According to the Fish and Game plan, factors contributing to the decline of mountain whitefish subspecies include habitat alteration, passage barriers, dewatering, altered flow regimes, competition and predation from non-native fish, disease and exploitation.

Other factors include grazing and entrainment, or the accidental entrapment of fish in diversion ditches.

Among other things, the conservation plan calls for more population monitoring, maintaining a no-harvest rule until population goals are met and potential screening of diversion ditches.

However at least one environmental activist doubts the plan will work. Jon Marvel, executive director of the Hailey-based Western Watersheds Project, said it doesn't include any enforcement mechanisms or a dedicated funding source.

"It's completely voluntary," he said.

While mountain whitefish are distributed throughout much of the western United States and Canada, the Big Lost River drainage population is considered to be an endemic, or genetically divergent subspecies, Bart Gamett, south zone fisheries biologist on the Salmon-Challis National Forest, said in an interview.

Gamett works out of the forest's Lost River Ranger District headquarters in Mackay.

Based on mitochondrial DNA research, it's believed that the Big Lost River mountain whitefish moved into the river system some 165,000 to 330,000 years ago, Gamett said. The subspecies is considered most closely aligned with the Upper Snake River mountain whitefish, which is considered the parent stock, he said.

Today, the Big Lost River, like other streams and rivers in that isolated corner of Idaho, is cut off from the Snake River and sends its flows into the volcanic deserts to the south where they disappear beneath the ground.

Gamett has spent the past 12 years researching the Big Lost River mountain whitefish and its steady decline. His research contributed to the recently approved management plan.

Mountain whitefish in the Big Lost River drainage are suffering from a substantial decline in both their distribution and abundance, Gamett said.

"If nothing is done, extinction is a very real possibility," he said.

The species' tenuous situation is a far cry from years ago, when locals considered the then-abundant whitefish an excellent adversary for mid-winter fishing, he said.

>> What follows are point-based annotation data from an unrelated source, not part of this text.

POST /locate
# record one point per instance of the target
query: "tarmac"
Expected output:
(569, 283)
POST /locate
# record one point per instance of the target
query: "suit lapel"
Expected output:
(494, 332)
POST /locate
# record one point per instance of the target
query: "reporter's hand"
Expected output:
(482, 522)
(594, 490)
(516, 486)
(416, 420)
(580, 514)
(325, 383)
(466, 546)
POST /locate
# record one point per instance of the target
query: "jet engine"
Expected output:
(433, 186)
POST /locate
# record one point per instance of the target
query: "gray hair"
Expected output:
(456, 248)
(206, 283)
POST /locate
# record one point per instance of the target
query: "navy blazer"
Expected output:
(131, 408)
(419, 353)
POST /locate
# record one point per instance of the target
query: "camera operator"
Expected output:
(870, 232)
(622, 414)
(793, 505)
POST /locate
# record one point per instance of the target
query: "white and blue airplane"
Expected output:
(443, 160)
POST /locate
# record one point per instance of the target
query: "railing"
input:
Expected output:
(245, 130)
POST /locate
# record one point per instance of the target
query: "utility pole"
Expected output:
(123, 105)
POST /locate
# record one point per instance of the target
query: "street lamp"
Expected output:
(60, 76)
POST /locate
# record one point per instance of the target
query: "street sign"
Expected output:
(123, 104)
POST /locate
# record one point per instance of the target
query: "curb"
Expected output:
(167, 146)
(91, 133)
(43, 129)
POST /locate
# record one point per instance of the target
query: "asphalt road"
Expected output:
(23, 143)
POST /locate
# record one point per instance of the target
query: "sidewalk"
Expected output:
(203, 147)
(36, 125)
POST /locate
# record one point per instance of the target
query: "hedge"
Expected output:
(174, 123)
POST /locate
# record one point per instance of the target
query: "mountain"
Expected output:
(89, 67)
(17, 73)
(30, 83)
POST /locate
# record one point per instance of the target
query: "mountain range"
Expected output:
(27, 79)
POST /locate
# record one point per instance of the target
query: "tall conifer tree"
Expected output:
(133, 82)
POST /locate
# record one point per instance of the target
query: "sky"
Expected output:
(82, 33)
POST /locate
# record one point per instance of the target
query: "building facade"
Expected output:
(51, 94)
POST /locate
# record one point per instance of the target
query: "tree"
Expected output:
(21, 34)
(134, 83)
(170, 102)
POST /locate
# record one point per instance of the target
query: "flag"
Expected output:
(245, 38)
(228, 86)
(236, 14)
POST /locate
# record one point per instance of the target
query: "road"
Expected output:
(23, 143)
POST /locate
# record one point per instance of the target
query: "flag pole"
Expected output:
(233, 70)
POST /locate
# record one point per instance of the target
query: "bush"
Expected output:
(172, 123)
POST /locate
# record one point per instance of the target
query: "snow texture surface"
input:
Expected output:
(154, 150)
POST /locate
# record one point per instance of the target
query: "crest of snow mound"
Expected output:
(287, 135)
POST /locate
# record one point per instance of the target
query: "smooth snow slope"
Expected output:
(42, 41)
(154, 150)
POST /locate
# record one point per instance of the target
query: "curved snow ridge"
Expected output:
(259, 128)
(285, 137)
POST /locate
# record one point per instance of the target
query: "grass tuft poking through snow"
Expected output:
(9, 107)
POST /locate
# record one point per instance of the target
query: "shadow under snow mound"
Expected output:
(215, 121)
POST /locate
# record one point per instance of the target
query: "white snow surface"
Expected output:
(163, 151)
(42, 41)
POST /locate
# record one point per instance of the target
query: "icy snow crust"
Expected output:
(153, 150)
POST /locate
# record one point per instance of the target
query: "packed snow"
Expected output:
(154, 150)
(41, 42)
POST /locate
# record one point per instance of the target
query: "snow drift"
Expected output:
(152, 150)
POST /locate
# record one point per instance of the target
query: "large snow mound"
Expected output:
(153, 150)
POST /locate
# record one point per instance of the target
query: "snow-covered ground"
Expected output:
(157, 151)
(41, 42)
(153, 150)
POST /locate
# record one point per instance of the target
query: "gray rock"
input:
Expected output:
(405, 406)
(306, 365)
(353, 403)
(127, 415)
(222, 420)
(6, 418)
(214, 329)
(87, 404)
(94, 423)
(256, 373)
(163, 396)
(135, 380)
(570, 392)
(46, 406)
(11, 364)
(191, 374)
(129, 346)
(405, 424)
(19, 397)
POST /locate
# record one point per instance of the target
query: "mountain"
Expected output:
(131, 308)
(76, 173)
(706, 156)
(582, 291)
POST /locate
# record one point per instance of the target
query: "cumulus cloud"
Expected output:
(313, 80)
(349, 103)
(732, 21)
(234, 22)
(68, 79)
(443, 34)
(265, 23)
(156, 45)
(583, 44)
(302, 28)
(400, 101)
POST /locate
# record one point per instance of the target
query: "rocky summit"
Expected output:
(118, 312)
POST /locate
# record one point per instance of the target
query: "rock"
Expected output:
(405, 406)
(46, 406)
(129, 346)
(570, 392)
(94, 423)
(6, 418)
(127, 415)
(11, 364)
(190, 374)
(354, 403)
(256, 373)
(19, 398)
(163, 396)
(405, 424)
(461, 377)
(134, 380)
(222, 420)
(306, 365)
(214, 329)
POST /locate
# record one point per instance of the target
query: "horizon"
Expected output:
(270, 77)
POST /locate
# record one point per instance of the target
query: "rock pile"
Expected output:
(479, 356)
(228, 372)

Despite their troubling decline, however, Gamett said he was "very optimistic" that the subspecies can be restored.

Western Watersheds Project has taken a different route toward protecting the fish, asking that the subspecies be listed under the federal Endangered Species Act. The group petitioned the U.S. Fish and Wildlife Service to list it last June. The agency has not yet responded to the petition, even though it's legally obliged to do so within a year, Marvel said.

Within several weeks, the group is planning on filing a 60-day notice with the agency, which is a required step before a lawsuit can be filed, he said.